Inverse correlation between the intensity of luminescence excited by electrons and by visible light in chemical-vapor-deposited diamond films.

Abstract

Diamond films grown by filament-assisted or microwave-plasma-assisted chemical-vapor deposition (CVD) were characterized by photoluminescence (PL), cathodoluminescence (CL), and Raman spectroscopies. The laser-excited PL spectra of these films in and near the carbon Raman region (1100--1800 ${\mathrm{cm}}^{\mathrm{\ensuremath{-}}1}$ from the 514.5-nm laser line, or 2.18--2.28 eV) are broad and featureless; CL spectra measured within a wider spectral range (1.5--3.5 eV) show several distinct components. Because of its correlation with the Raman band of ${\mathit{sp}}^{2}$-bonded carbon, the visible-laser-excited PL in the carbon Raman region is attributed to ${\mathit{sp}}^{2}$-bonded carbon clusters.

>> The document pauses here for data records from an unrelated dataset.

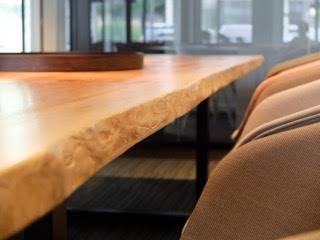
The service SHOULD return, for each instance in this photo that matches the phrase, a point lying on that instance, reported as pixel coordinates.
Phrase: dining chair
(314, 235)
(281, 109)
(268, 188)
(281, 81)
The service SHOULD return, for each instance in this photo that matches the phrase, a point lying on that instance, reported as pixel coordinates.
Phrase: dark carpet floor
(132, 195)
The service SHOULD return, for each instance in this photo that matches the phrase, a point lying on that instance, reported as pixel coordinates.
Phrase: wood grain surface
(70, 62)
(58, 129)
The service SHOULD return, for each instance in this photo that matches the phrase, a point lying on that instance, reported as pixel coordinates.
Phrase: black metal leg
(51, 227)
(202, 154)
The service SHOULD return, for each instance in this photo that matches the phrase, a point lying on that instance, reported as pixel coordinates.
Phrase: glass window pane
(115, 22)
(299, 21)
(226, 21)
(11, 26)
(160, 18)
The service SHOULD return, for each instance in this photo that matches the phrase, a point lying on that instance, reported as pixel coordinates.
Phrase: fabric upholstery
(280, 82)
(266, 189)
(306, 236)
(282, 108)
(292, 63)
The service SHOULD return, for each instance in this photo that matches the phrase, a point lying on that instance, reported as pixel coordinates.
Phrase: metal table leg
(53, 226)
(202, 149)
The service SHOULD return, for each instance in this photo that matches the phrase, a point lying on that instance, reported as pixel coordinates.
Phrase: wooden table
(58, 129)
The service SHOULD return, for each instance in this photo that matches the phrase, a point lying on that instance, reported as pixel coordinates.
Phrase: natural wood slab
(70, 62)
(58, 129)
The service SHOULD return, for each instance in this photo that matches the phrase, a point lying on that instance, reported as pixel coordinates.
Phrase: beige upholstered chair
(292, 63)
(305, 236)
(268, 188)
(284, 80)
(280, 109)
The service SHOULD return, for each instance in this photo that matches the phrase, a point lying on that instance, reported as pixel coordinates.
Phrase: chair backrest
(280, 82)
(289, 108)
(293, 63)
(315, 235)
(266, 189)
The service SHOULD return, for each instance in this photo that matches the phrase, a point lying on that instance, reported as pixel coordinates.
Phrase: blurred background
(278, 29)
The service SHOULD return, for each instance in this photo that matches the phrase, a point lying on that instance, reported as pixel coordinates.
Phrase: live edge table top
(58, 129)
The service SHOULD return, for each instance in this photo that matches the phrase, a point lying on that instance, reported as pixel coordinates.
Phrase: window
(152, 20)
(301, 20)
(226, 21)
(115, 22)
(160, 21)
(11, 26)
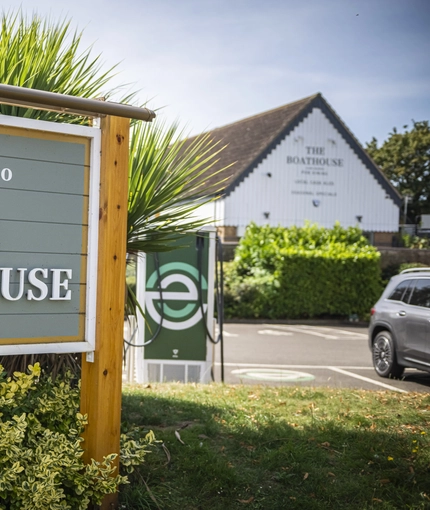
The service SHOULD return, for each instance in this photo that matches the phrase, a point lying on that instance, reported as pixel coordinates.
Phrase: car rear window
(400, 292)
(421, 293)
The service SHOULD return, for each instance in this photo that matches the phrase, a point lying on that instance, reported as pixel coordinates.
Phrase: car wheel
(384, 356)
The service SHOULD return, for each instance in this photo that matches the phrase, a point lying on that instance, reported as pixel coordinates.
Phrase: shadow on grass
(286, 454)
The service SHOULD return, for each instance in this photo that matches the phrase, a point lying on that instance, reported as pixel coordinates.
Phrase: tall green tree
(405, 159)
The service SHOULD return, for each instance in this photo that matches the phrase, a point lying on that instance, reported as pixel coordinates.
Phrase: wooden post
(102, 379)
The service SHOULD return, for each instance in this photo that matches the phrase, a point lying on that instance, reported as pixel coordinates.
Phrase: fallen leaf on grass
(246, 501)
(178, 437)
(166, 451)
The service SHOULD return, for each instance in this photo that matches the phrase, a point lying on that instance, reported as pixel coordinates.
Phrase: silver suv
(399, 333)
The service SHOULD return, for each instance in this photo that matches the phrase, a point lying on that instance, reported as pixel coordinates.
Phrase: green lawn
(255, 447)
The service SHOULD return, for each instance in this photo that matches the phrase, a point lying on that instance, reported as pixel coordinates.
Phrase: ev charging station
(175, 338)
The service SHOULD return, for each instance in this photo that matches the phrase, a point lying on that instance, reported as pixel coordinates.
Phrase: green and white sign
(176, 296)
(49, 178)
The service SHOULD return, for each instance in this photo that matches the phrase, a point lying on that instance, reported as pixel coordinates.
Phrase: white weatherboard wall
(297, 190)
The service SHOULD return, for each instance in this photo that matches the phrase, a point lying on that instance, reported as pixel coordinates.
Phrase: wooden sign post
(50, 190)
(102, 378)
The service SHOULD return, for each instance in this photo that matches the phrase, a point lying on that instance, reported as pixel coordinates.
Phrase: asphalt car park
(335, 356)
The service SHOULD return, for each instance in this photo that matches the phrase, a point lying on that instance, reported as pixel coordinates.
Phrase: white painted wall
(288, 195)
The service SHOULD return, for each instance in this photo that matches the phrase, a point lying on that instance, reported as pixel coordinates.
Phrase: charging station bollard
(177, 289)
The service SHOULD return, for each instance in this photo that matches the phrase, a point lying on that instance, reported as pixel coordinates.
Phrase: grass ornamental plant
(167, 182)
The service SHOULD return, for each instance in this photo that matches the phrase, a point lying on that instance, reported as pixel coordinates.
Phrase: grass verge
(258, 447)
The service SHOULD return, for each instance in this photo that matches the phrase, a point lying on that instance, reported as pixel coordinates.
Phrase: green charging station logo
(181, 309)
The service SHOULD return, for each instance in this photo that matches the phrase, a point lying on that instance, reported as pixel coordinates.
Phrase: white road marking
(311, 331)
(271, 365)
(334, 369)
(344, 331)
(273, 332)
(371, 381)
(226, 333)
(298, 329)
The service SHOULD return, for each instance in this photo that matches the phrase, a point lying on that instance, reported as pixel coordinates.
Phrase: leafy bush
(41, 463)
(302, 272)
(415, 242)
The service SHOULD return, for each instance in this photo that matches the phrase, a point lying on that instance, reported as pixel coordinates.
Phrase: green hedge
(304, 272)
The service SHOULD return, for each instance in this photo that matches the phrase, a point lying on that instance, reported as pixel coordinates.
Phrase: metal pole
(32, 98)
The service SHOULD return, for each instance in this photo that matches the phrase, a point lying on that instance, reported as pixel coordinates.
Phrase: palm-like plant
(40, 54)
(167, 185)
(167, 175)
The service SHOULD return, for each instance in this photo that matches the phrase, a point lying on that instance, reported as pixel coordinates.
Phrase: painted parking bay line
(343, 370)
(274, 332)
(366, 379)
(298, 329)
(344, 331)
(272, 374)
(274, 365)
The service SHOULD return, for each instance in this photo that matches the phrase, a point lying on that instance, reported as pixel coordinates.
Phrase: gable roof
(250, 140)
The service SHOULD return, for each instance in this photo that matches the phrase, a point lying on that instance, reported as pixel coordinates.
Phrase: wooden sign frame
(43, 130)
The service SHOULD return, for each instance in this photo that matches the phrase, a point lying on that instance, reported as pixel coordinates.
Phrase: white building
(300, 163)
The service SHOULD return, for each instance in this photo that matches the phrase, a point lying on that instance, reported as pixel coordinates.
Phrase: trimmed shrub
(41, 463)
(304, 272)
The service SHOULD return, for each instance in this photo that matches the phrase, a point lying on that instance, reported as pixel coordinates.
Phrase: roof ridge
(305, 100)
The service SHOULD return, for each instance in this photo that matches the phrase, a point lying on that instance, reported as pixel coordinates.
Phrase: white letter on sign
(6, 174)
(5, 283)
(57, 285)
(32, 278)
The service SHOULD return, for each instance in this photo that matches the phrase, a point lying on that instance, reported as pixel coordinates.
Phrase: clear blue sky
(212, 62)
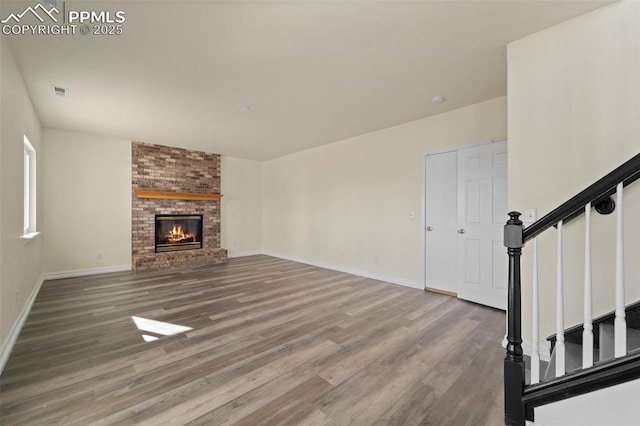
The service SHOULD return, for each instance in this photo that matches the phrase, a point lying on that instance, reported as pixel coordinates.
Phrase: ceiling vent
(62, 92)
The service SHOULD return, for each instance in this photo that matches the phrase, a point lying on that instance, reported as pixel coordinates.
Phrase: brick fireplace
(173, 181)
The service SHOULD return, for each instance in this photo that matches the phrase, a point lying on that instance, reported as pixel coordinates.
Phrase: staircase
(596, 356)
(603, 341)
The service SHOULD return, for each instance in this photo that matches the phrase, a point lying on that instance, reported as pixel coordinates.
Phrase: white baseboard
(84, 272)
(244, 254)
(353, 271)
(12, 337)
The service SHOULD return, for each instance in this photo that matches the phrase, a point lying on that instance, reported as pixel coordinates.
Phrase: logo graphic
(34, 11)
(72, 22)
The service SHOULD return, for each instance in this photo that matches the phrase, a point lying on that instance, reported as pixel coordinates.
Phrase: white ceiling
(312, 73)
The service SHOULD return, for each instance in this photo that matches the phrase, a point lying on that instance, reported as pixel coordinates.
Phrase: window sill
(30, 236)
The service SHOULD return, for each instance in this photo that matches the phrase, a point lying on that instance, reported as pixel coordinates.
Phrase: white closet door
(481, 214)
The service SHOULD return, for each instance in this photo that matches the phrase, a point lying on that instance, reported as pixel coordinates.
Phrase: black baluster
(514, 413)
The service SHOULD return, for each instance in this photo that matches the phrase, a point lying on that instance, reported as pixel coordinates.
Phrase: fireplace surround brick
(164, 168)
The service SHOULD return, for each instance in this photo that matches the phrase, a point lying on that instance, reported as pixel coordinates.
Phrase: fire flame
(177, 235)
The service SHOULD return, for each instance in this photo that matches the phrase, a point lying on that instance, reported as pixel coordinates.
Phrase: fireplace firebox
(178, 232)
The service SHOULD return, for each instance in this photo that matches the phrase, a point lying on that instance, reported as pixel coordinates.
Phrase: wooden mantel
(170, 195)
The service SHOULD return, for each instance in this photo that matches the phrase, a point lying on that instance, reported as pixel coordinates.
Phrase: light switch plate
(530, 216)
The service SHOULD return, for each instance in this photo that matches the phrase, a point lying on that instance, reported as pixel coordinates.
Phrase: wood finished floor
(273, 342)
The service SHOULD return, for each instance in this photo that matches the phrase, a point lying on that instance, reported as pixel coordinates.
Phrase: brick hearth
(163, 168)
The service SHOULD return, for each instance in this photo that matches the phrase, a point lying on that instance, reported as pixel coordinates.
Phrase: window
(29, 229)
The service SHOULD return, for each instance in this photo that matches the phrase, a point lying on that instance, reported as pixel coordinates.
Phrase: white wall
(574, 114)
(346, 205)
(87, 201)
(20, 263)
(241, 206)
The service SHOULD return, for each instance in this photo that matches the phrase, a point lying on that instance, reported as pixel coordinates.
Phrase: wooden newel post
(514, 413)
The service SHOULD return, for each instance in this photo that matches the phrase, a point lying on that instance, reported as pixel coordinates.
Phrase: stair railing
(519, 398)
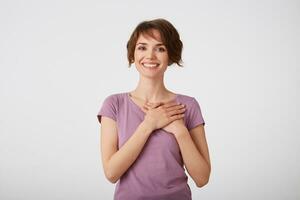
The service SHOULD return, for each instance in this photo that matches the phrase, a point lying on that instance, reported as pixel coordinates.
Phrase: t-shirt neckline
(138, 107)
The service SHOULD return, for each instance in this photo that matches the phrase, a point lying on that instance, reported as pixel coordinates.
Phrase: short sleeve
(108, 108)
(195, 117)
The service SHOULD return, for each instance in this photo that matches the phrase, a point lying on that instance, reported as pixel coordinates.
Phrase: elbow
(111, 178)
(202, 183)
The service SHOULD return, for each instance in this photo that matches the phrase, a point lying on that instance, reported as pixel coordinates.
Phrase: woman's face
(150, 55)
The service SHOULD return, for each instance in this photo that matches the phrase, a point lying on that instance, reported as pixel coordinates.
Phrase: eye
(141, 48)
(161, 49)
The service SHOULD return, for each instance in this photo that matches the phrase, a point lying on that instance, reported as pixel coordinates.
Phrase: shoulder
(116, 97)
(186, 99)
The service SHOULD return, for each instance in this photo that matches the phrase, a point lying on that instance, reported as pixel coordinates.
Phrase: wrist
(179, 133)
(146, 128)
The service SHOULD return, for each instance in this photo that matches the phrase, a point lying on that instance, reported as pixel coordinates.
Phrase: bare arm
(194, 150)
(116, 162)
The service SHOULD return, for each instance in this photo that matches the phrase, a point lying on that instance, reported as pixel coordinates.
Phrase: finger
(170, 104)
(155, 105)
(176, 112)
(175, 107)
(175, 117)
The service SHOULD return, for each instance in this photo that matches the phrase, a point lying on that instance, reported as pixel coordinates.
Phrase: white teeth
(150, 65)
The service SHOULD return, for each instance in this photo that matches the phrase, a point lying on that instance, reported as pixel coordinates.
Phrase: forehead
(150, 35)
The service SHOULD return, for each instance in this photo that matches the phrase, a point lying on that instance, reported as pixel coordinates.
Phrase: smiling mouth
(150, 65)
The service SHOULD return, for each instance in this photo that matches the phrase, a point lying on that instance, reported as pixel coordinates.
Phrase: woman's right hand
(159, 115)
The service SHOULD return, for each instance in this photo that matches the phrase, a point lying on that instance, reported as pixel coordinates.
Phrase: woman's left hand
(174, 127)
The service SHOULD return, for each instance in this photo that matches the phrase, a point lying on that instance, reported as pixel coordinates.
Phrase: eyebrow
(159, 44)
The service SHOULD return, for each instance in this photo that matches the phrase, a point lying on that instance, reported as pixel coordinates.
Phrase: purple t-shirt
(158, 172)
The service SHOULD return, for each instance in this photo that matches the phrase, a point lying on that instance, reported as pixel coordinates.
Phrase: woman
(149, 134)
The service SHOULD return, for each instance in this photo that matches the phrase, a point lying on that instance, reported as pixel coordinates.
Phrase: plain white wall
(59, 59)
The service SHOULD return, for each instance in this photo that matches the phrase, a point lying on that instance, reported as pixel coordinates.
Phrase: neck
(151, 90)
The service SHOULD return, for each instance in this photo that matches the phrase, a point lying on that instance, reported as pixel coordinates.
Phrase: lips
(150, 65)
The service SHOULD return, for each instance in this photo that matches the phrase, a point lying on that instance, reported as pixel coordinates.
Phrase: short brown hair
(169, 35)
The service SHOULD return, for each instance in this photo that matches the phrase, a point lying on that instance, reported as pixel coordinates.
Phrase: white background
(59, 59)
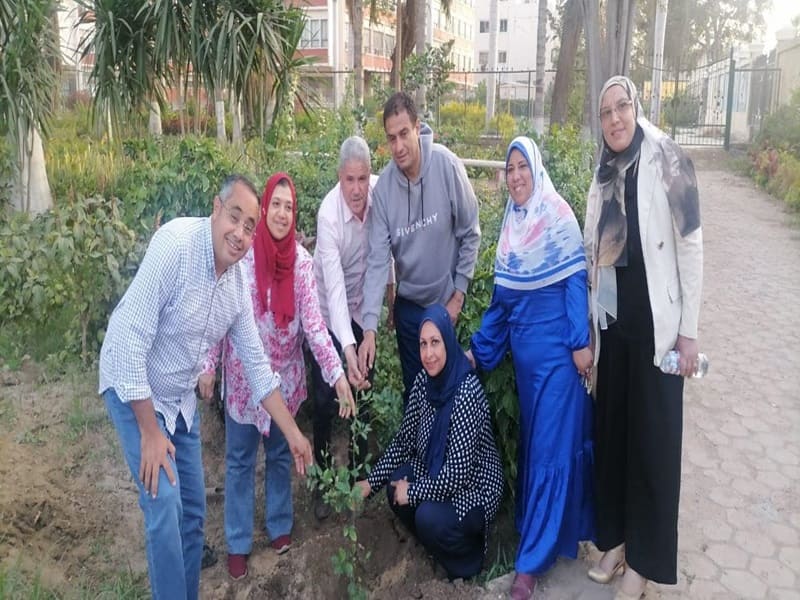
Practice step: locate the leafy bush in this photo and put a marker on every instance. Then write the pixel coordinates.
(568, 160)
(62, 273)
(462, 121)
(681, 110)
(504, 124)
(781, 129)
(775, 156)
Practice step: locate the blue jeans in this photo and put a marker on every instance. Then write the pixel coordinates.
(456, 544)
(173, 521)
(241, 449)
(407, 318)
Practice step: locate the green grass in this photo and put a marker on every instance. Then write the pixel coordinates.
(503, 563)
(84, 416)
(15, 584)
(8, 414)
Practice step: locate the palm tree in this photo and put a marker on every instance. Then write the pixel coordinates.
(142, 48)
(28, 87)
(252, 39)
(541, 45)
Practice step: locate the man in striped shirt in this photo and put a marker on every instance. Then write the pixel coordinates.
(188, 293)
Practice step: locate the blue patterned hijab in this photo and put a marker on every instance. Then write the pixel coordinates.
(540, 242)
(442, 388)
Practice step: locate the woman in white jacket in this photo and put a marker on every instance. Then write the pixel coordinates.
(644, 248)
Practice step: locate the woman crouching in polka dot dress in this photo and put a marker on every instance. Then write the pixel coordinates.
(444, 473)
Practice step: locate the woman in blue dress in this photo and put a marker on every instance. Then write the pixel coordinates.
(539, 311)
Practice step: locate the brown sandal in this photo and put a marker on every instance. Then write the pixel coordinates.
(523, 587)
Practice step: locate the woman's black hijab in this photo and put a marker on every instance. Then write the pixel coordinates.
(442, 388)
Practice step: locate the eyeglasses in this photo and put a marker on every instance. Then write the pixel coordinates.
(235, 218)
(621, 108)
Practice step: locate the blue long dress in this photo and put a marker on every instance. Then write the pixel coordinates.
(554, 502)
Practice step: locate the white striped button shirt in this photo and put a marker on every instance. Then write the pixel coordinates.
(174, 310)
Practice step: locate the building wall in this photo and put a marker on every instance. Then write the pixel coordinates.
(787, 56)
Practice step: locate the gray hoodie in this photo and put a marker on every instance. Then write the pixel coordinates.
(430, 227)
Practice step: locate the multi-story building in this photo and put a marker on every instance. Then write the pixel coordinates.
(75, 70)
(517, 27)
(328, 39)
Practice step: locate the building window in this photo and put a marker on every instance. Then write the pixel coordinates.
(315, 34)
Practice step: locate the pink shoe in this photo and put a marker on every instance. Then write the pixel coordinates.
(281, 544)
(237, 566)
(523, 587)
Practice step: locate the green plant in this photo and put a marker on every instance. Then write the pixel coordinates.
(432, 70)
(83, 417)
(681, 110)
(462, 121)
(62, 272)
(336, 484)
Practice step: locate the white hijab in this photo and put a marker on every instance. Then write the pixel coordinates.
(540, 242)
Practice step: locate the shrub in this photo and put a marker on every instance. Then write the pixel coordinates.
(781, 129)
(464, 121)
(62, 273)
(504, 124)
(775, 156)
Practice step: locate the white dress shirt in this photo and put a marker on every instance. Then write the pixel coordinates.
(174, 310)
(340, 261)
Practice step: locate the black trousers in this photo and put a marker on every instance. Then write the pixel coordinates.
(639, 425)
(326, 407)
(456, 545)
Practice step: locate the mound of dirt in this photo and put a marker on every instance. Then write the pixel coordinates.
(69, 513)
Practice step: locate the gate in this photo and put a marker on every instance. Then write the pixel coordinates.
(718, 104)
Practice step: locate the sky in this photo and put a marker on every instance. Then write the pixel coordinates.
(779, 17)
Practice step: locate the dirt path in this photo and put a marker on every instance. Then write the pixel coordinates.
(739, 528)
(68, 511)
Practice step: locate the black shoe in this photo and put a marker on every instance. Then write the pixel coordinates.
(209, 557)
(321, 510)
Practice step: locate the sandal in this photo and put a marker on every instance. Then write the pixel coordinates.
(523, 587)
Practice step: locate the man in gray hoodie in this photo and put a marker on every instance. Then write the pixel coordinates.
(425, 215)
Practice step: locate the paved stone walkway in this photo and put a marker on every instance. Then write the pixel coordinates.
(740, 498)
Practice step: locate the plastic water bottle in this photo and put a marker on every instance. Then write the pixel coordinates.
(670, 362)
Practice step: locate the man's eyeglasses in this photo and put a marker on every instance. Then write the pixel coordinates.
(621, 108)
(235, 218)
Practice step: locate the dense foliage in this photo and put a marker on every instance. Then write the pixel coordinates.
(63, 271)
(775, 156)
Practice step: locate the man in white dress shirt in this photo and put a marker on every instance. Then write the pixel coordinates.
(340, 261)
(189, 292)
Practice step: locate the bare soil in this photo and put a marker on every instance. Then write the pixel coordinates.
(69, 512)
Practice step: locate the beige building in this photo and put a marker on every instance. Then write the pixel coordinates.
(787, 59)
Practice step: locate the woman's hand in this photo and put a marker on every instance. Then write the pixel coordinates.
(583, 360)
(356, 378)
(470, 358)
(687, 349)
(347, 406)
(205, 384)
(400, 491)
(365, 487)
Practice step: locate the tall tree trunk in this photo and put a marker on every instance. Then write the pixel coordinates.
(658, 60)
(491, 83)
(619, 20)
(31, 189)
(357, 26)
(541, 46)
(594, 79)
(219, 114)
(565, 71)
(404, 38)
(236, 121)
(154, 122)
(420, 44)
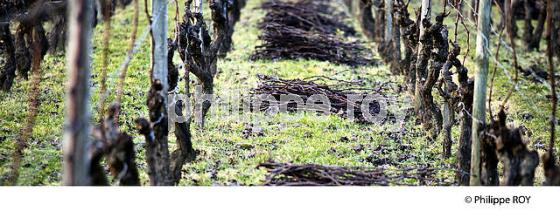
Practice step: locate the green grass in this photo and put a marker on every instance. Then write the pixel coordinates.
(226, 156)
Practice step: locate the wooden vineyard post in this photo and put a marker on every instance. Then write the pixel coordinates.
(481, 74)
(77, 119)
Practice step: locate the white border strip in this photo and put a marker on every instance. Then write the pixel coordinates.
(271, 198)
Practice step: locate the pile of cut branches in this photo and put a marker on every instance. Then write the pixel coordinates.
(324, 18)
(288, 174)
(300, 30)
(338, 95)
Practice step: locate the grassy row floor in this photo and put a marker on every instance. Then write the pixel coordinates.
(227, 155)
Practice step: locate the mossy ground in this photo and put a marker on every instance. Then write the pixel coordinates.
(227, 156)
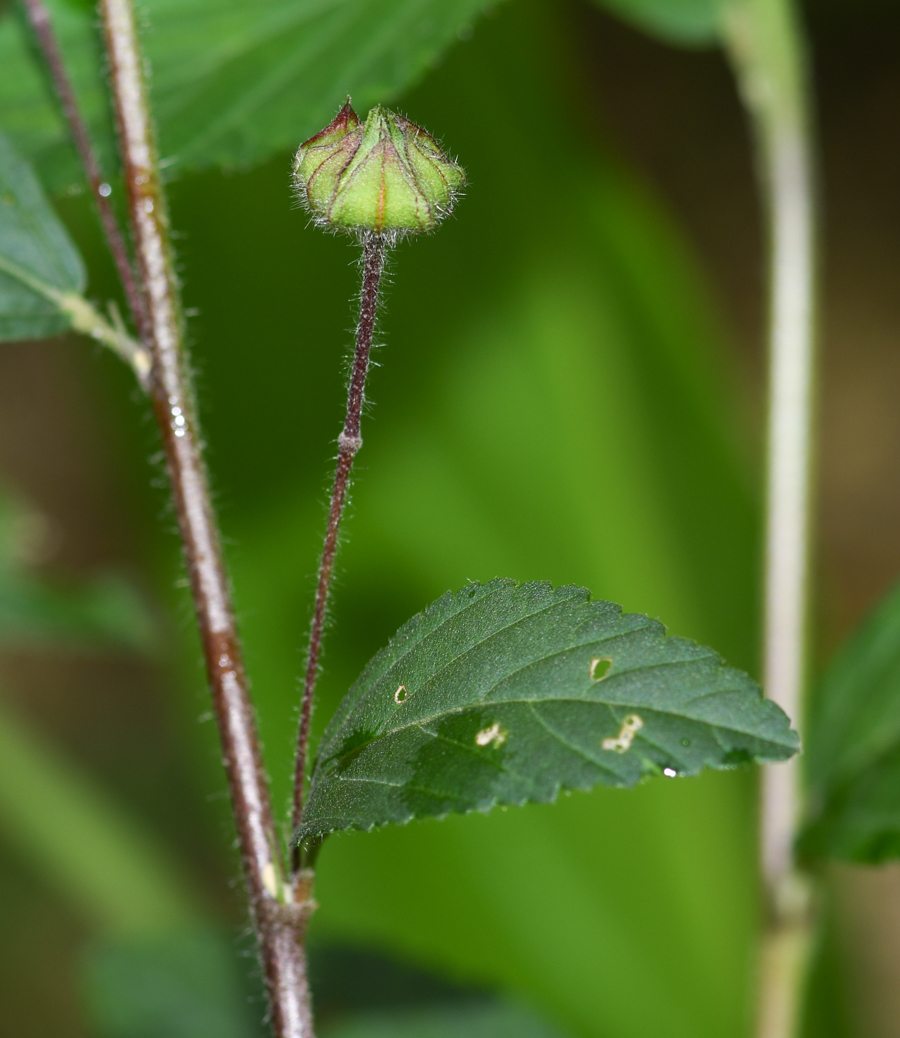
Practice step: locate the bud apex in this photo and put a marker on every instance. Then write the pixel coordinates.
(388, 176)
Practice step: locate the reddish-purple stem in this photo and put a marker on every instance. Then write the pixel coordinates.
(348, 443)
(279, 907)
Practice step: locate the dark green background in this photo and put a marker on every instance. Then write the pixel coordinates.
(565, 392)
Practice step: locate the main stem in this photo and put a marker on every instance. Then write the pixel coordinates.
(38, 18)
(767, 48)
(348, 443)
(279, 909)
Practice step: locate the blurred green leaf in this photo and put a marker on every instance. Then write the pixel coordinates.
(853, 746)
(571, 416)
(686, 22)
(232, 82)
(506, 693)
(491, 1020)
(184, 985)
(87, 847)
(35, 251)
(103, 612)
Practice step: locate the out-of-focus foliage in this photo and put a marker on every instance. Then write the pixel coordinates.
(553, 402)
(81, 841)
(102, 612)
(187, 984)
(490, 1020)
(853, 758)
(34, 248)
(232, 82)
(508, 693)
(686, 22)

The spectrally integrated CL intensity is found to vary from specimen to specimen approximately inversely with the intensity of the laser-excited PL. This inverse correlation is especially strong for one component of the CL, a broad band at 2.85 eV. To explain these results, it is proposed that the luminescence centers in these CVD diamond films can be classified into two types with differing excitation and recombination properties. Rate equations are derived for the luminescence kinetics of such a system of two types of recombination centers.